The Abbazia di Monte Oliveto Maggiore is a magnificent and off-the-beaten-track place to visit, at least in winter.  It was begun in 1320, which in itself is hard to grasp, and also houses priceless frescoes from the 15th and 16th centuries. One wanders down a forest path to visit this very peaceful place. It was fun to be the only visitors wandering around on our own. The monks make wine, olive oil, herbal remedies, honey, and soaps. An affable young man named Luca was manning the cantina and entertained us with stories and history. An enjoyable aspect to off-season visits is the availability of people like Luca who have time to chat when visitors are not lined up 6 deep. 

 

One does have to plan meals around restaurant openings especially in the off season. On Friday we arrived at our destination, Poggio Etrusco, a farm that produces olive oil and wine, after 2:00 PM and were directed to try to find something to eat in the town of Montepulciano as there was nothing open in the little hamlet near the farm.
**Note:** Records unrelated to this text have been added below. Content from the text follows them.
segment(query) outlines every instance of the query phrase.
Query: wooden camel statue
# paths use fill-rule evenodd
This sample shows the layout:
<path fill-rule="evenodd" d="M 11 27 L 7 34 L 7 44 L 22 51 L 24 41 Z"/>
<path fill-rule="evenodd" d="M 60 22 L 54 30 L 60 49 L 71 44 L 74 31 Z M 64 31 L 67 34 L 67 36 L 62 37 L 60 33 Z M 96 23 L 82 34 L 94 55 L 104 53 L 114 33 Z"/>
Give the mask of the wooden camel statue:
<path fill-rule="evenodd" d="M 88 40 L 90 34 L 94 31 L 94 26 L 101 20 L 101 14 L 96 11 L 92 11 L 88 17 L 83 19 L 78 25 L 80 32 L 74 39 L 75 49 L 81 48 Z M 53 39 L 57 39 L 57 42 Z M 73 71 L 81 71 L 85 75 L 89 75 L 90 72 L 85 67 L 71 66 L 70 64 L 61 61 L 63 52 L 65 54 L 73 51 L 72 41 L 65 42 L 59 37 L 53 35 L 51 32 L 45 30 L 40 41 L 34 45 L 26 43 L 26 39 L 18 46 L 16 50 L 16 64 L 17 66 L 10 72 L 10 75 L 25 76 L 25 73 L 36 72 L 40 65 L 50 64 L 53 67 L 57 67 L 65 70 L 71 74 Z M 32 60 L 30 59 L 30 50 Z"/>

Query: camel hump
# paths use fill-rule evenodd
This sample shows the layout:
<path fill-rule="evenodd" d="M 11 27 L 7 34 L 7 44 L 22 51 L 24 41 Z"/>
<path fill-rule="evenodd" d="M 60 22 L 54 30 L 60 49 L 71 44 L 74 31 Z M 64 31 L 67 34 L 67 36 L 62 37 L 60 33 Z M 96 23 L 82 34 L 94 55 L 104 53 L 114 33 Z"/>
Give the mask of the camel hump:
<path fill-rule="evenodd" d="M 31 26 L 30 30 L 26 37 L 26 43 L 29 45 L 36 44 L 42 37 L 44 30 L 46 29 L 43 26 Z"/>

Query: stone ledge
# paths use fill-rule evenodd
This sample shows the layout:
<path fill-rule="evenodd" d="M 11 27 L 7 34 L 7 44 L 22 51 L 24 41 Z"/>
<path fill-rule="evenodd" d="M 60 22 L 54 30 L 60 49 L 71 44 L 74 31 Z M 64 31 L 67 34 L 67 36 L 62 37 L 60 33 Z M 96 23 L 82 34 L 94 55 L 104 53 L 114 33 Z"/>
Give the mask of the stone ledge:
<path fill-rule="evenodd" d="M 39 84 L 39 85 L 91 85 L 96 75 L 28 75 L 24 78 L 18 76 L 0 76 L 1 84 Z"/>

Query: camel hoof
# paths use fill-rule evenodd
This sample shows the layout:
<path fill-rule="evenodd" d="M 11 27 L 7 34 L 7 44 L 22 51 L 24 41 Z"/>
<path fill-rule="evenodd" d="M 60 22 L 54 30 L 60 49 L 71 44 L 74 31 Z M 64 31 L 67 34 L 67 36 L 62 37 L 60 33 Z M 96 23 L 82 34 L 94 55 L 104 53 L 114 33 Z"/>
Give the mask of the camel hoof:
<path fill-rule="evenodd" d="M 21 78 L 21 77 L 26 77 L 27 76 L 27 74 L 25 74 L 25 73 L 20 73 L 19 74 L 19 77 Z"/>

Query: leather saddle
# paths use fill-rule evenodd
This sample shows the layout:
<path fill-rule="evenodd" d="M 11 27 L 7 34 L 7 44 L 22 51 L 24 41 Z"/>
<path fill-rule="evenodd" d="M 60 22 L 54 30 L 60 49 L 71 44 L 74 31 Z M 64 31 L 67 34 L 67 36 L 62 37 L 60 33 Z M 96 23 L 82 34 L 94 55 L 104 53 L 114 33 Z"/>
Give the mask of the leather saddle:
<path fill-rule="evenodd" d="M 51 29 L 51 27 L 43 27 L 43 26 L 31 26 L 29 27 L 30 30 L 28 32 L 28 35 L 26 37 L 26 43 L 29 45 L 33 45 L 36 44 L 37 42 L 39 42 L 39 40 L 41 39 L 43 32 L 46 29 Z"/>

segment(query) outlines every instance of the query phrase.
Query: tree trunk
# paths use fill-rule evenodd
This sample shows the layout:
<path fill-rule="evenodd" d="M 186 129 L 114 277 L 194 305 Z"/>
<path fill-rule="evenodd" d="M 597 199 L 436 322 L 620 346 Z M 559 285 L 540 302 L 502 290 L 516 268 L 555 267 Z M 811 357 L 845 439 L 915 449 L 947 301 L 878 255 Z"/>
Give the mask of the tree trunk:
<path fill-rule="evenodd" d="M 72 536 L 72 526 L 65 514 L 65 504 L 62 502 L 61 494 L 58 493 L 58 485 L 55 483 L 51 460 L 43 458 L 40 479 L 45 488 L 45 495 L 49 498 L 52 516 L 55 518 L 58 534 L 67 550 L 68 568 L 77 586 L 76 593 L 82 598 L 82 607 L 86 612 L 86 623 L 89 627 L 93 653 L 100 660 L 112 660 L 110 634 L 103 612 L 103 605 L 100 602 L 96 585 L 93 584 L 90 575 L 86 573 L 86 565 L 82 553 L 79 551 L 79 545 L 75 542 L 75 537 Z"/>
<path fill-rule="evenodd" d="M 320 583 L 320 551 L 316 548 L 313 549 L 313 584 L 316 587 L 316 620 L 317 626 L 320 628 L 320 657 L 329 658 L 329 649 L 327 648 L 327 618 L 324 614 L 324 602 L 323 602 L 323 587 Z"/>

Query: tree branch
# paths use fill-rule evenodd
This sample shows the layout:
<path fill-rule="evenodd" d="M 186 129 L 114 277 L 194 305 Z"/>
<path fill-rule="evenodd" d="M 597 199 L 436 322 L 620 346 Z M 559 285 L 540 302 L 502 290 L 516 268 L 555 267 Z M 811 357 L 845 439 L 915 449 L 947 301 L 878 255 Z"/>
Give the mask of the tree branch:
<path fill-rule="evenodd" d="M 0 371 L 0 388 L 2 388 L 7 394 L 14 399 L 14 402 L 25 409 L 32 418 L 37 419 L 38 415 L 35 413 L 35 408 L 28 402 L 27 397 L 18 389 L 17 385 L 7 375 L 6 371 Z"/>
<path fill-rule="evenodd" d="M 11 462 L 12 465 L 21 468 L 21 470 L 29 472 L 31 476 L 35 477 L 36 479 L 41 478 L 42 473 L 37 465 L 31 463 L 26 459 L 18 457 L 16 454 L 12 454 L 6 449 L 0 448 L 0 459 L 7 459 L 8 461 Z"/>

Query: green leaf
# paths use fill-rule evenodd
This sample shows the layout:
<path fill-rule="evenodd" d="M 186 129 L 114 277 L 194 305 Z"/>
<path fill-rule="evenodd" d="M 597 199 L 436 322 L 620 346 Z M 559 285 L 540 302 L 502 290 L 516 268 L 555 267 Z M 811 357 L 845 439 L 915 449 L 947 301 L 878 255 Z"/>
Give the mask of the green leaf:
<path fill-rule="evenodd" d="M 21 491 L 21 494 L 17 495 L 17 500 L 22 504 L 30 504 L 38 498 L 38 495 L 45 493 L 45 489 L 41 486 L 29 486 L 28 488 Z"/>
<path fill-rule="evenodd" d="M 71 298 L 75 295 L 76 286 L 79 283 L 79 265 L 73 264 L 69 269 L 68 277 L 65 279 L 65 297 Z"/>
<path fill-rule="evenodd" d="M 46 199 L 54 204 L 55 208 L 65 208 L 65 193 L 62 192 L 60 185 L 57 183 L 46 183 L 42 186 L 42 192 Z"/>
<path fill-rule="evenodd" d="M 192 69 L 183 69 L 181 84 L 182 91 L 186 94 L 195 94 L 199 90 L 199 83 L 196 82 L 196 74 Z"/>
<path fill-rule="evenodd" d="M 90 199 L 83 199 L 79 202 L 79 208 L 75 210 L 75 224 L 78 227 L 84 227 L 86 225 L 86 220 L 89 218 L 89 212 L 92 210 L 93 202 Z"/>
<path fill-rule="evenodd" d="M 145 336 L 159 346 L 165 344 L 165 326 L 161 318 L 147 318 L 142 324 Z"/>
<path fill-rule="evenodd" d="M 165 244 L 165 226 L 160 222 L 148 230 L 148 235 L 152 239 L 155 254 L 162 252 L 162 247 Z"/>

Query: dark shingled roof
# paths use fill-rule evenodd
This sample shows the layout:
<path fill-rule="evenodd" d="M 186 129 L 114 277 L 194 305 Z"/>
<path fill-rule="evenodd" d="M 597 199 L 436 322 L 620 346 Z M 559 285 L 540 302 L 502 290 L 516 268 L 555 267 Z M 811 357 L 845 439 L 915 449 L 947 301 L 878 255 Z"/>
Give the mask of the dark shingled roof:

On the way to Montepulciano at almost 3:00 PM, we saw a place that in retrospect I can only describe as a Tuscan Tourist Roadside Attraction. Almost like Camp 18 in Oregon. The quality of the food was fine, but sale of products was clearly uppermost in the minds of the staff and owner. You are caused to walk through their retail space on the way to the cavernous dining room; there’s a push toward the €20-€30 bottles of wine (not at lunch, thank you); and walking back through the retail area to pay, there are all kinds of inviting products practically throwing themselves off the shelves at you. That said, it was the only game in – or out – of town and there were Italians eating there too. If we had waited until we got up into Montepulciano we’d have ended up eating cheese, sausage, and oranges standing on a street corner in the cold.
Cavernous Ristorante Pulcino - not my picture but from their website. I wish I had photographed the outside for you!
Cavernous Ristorante Pulcino – not my picture but from their website. I wish I had photographed the outside for you!
We ate some meals at some old favorite places (Grappolo Blu in Montalcino) and also discovered some new ones like Tre Stelle in Sant’Albino. We also enjoyed the luxury of hanging about the farm, entertained by cats, dogs, and chickens, nibbling on pecorino from Pienza, sipping wine provided by our host, eating the aforementioned oranges, in front of a lovely fire in a massive fireplace.  I will say for those who seek a non-touristy experience, winter in Toscana will provide that. As long as you aren’t forced into Ristorante Pulcino. And bring your flannel pajamas.